SUMMARY OF THE INVENTION
[0005] The proposed invention employs an implementation of TCP
which does not use the length of data posted for transmission at
the submission time. In one non-limiting embodiment, upon posting a
request, the TCP implementation updates the number of pending
requests for the corresponding connection, without reading the
request itself, and without knowing the actual amount of pending
data. The TCP keeps track of the number of remaining pending
messages as it transmits data, and makes the decisions on data
transmission based on the message count only, instead of the byte
count of the pending data.
[0006] The present invention may be implemented in hardware and/or
software. By not relying on the byte count, the memory accesses to
the control information as well as overhead may be reduced, which
may improve transmission speed and efficiency.

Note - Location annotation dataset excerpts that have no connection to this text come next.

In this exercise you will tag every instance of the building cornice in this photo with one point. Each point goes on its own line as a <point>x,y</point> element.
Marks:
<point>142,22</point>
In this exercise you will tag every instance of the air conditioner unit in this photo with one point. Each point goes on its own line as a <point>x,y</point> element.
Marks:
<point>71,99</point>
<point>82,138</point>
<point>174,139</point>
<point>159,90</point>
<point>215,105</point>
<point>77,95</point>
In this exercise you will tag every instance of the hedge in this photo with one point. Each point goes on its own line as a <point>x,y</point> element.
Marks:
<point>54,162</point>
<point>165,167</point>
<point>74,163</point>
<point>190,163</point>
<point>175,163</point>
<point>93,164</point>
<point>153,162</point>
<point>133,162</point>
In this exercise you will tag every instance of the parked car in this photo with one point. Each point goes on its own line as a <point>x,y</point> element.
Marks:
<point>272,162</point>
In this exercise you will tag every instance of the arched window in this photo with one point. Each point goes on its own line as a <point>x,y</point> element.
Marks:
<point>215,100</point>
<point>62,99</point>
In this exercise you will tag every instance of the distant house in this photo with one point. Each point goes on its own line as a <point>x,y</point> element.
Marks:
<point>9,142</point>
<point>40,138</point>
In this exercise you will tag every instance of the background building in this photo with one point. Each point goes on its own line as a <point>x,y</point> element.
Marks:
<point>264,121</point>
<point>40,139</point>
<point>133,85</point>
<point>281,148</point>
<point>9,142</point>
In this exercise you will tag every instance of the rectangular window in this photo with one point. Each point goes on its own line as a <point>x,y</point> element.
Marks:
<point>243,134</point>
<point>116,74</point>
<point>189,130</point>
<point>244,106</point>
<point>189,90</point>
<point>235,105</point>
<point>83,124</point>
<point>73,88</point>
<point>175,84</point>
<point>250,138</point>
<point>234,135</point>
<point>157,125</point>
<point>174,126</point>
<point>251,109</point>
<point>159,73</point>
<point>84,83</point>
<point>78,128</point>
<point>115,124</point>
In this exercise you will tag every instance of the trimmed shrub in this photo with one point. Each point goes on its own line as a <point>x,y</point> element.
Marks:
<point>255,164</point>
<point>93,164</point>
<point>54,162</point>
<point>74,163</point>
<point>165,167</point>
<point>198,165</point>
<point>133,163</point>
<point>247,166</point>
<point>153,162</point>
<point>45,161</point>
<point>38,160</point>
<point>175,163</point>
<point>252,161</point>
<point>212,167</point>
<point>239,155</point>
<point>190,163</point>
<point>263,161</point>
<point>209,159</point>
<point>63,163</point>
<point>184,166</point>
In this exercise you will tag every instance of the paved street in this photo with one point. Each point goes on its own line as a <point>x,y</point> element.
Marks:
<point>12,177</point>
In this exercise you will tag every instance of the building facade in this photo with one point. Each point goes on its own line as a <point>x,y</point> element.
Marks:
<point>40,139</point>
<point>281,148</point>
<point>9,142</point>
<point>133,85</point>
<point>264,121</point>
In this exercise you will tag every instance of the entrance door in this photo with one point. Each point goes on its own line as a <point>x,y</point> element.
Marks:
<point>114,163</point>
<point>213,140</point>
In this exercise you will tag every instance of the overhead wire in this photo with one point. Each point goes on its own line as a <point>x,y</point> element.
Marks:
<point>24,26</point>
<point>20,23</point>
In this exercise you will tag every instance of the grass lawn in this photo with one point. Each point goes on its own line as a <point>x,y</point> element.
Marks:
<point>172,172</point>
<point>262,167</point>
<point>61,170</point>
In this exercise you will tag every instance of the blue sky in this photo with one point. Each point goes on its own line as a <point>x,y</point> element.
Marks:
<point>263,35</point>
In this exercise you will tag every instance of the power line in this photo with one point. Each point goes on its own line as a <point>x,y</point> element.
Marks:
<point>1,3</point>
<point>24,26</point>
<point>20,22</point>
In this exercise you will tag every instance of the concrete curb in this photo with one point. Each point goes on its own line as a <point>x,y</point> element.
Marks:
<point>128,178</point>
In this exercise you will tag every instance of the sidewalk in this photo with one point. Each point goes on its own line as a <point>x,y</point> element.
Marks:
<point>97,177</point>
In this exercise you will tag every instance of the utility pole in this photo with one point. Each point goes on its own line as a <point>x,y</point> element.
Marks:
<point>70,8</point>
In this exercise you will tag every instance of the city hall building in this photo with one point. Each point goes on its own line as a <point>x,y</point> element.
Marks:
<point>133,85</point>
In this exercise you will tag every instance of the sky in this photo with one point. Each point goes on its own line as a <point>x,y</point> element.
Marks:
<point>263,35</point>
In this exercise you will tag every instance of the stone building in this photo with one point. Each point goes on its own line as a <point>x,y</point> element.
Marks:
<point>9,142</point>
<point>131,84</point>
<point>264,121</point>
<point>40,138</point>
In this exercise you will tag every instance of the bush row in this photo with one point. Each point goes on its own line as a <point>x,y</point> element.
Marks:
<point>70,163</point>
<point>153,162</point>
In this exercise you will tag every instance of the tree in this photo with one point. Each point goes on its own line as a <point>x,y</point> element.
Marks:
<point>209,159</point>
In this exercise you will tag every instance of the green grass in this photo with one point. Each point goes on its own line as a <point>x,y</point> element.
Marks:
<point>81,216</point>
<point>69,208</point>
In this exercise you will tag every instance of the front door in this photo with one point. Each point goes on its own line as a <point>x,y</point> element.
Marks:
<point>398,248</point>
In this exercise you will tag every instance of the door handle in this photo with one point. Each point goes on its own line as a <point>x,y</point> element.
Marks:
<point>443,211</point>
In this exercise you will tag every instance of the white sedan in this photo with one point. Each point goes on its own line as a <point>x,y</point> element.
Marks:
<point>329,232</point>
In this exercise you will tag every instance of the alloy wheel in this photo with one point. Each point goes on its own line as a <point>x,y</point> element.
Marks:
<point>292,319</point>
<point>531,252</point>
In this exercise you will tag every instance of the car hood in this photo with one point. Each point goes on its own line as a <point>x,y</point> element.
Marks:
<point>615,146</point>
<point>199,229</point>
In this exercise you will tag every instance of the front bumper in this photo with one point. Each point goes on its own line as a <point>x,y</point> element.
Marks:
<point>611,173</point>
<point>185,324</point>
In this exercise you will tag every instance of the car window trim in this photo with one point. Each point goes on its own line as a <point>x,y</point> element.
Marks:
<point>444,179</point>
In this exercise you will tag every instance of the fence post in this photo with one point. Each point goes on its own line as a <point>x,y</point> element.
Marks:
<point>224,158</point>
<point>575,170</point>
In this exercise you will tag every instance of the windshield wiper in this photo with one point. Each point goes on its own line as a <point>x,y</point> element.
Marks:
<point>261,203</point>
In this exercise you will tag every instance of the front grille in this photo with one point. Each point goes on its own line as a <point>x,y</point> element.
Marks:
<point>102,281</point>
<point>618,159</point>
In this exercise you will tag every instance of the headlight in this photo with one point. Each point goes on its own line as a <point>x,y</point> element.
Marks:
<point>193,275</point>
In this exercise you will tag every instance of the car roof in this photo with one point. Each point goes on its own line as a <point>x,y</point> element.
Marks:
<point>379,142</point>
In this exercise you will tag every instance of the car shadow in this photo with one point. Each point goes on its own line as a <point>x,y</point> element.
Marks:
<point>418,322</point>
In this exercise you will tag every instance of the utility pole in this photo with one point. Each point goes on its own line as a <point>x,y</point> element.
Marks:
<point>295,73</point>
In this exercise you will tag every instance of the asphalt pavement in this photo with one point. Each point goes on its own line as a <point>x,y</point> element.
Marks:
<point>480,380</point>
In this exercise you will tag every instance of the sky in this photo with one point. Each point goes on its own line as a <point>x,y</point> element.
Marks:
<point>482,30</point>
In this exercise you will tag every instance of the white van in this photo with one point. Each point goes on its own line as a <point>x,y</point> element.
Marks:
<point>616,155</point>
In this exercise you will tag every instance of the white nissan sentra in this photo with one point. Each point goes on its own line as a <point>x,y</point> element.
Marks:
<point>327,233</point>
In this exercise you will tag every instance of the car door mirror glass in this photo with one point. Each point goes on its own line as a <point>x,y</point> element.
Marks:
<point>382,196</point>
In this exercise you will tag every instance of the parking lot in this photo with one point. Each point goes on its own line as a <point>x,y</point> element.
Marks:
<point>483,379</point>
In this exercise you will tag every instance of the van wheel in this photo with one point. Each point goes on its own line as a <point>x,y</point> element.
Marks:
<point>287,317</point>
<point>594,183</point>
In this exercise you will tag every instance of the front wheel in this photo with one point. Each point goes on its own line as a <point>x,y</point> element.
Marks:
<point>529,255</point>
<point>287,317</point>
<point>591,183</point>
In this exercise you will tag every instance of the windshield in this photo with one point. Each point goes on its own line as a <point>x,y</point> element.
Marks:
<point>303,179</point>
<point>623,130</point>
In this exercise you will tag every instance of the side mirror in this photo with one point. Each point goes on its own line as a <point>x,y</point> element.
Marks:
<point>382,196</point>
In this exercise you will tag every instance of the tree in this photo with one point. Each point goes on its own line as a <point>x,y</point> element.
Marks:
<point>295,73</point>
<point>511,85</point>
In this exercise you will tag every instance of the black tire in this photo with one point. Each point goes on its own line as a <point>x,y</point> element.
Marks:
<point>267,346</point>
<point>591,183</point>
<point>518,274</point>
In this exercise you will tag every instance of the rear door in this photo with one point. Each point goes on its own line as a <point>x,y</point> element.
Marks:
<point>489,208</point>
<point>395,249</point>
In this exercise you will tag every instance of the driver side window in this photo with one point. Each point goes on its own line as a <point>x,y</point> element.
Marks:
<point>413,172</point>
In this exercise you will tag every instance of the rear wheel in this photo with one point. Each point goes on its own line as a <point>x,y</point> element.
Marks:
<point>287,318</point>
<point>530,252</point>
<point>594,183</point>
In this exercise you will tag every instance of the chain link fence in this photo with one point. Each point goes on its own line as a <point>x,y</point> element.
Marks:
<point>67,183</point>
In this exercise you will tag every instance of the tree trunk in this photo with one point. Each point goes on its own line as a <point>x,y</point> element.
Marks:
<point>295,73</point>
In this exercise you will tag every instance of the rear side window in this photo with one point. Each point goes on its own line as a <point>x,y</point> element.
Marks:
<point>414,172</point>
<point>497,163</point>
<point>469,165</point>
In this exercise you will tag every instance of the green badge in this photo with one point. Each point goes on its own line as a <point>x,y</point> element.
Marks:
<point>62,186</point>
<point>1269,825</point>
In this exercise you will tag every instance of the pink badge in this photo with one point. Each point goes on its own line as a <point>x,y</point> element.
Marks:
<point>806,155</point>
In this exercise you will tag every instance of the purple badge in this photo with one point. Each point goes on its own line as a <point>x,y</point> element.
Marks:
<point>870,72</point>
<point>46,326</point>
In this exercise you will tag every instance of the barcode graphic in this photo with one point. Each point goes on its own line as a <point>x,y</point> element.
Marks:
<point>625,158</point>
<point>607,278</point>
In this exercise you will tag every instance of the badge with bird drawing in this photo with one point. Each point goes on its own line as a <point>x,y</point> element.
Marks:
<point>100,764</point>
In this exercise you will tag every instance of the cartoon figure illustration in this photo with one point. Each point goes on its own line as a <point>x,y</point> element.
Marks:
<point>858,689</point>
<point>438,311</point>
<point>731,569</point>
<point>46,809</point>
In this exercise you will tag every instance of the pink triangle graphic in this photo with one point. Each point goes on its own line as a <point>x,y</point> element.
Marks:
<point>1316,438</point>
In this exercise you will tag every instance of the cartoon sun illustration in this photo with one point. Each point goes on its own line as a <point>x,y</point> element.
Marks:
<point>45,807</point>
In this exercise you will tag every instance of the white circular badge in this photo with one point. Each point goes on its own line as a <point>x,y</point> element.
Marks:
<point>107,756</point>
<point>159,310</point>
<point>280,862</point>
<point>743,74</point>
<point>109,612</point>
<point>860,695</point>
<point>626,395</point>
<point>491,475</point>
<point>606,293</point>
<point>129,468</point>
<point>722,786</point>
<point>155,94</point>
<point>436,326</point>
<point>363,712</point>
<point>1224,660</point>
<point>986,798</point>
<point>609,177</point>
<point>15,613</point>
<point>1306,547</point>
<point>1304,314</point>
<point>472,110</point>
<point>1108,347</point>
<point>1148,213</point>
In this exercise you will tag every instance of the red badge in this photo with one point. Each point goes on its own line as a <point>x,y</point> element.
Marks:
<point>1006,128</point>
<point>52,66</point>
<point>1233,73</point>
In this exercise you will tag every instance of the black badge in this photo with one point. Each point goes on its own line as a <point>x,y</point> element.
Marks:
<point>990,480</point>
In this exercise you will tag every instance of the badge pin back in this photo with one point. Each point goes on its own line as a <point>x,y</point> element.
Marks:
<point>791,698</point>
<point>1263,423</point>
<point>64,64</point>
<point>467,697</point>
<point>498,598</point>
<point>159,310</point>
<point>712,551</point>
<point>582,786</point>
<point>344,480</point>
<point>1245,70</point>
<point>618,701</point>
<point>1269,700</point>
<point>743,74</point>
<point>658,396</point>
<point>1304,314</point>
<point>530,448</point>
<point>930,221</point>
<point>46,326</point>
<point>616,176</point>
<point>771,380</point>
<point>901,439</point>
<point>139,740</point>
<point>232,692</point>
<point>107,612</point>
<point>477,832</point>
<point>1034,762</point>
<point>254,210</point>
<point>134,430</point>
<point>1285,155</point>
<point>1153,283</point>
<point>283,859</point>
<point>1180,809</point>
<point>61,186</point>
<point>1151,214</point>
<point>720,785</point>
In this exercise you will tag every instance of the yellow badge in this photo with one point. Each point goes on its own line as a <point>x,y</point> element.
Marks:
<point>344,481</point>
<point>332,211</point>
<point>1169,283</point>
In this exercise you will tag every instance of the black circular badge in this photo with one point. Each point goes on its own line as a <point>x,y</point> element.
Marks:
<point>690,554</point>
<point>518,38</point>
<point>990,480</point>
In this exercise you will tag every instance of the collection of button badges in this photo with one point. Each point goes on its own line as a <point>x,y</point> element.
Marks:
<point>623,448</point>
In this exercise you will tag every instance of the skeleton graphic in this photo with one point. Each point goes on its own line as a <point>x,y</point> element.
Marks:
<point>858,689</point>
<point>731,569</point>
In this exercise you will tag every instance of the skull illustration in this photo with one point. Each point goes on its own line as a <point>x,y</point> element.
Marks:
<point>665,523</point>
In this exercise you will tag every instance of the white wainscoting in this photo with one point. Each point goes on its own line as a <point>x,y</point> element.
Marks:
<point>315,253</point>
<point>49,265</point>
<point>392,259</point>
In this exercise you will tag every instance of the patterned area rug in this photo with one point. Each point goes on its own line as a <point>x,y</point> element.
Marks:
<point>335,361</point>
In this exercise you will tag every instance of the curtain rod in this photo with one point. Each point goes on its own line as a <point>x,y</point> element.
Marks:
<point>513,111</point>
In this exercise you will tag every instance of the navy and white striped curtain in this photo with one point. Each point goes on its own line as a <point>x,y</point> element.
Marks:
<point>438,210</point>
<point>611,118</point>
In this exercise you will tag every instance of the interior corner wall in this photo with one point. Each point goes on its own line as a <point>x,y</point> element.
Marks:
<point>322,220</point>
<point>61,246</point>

BRIEF DESCRIPTION OF THE DRAWINGS
[0007] The present invention will be understood and appreciated
more fully from the following detailed description taken in
conjunction with the appended drawings in which:
[0008] FIG. 1 is a simplified block diagram illustration of a prior
art TCP implementation;
[0009] FIG. 2 is a simplified block diagram illustration of a TCP
implementation, in accordance with an embodiment of the invention;
and
[0010] FIGS. 3A-3B together form a simplified flow chart of a TCP
implementation, in accordance with an embodiment of the
invention.
DETAILED DESCRIPTION OF THE EMBODIMENTS
[0011] Reference is now made to FIG. 2, which briefly illustrates a
TCP implementation in accordance with an embodiment of the present
invention. A more detailed description is given below with
reference to FIGS. 3A-3B.
[0012] Briefly, an application may post a request for data
transmission (step 201). In contrast with the prior art, which must
read the command, update the connection-specific control
information, and then examine the connection state to obtain the
byte count for transmitting the data, in the present invention, the
TCP implementation may update the number of pending requests
(called the message count) for a particular TCP connection, without
needing to read the request itself, and without needing to know the
actual amount or byte count of the pending data (step 202). The TCP
may keep track of the number of remaining pending messages as it
transmits data, and may perform data transmission (e.g., make
decisions regarding data transmission) based on the message count,
regardless of the byte count of the pending data (step 203).
[0013] Reference is now made to FIGS. 3A-3B, which are a flow chart
of a TCP implementation in accordance with an embodiment of the
present invention. It is noted that in TCP, application requests
may be handled in parallel and independently of TCP
transmission.
[0014] An application may post a request for data transmission by
passing a command to the TCP to send data (step 301), such as but
not limited to, by means of a function call or doorbell mechanism
(mentioned below). A separate request queue may be used for each
connection. In this manner, requests from one connection will not
interfere with or block requests from another connection. Upon
posting a request, the TCP implementation may update the number of
pending requests for that particular connection, without reading
the request itself (step 302). Contrary to the prior art, the TCP
implementation (or the TCP, for short) of the present invention
does not "know" the actual amount of pending data or byte count and
does not need to take it into account. Rather, as is now described,
the TCP keeps track of the number of remaining pending messages as
it transmits data, and decisions regarding data transmission are
based on the message count and not the byte count of data.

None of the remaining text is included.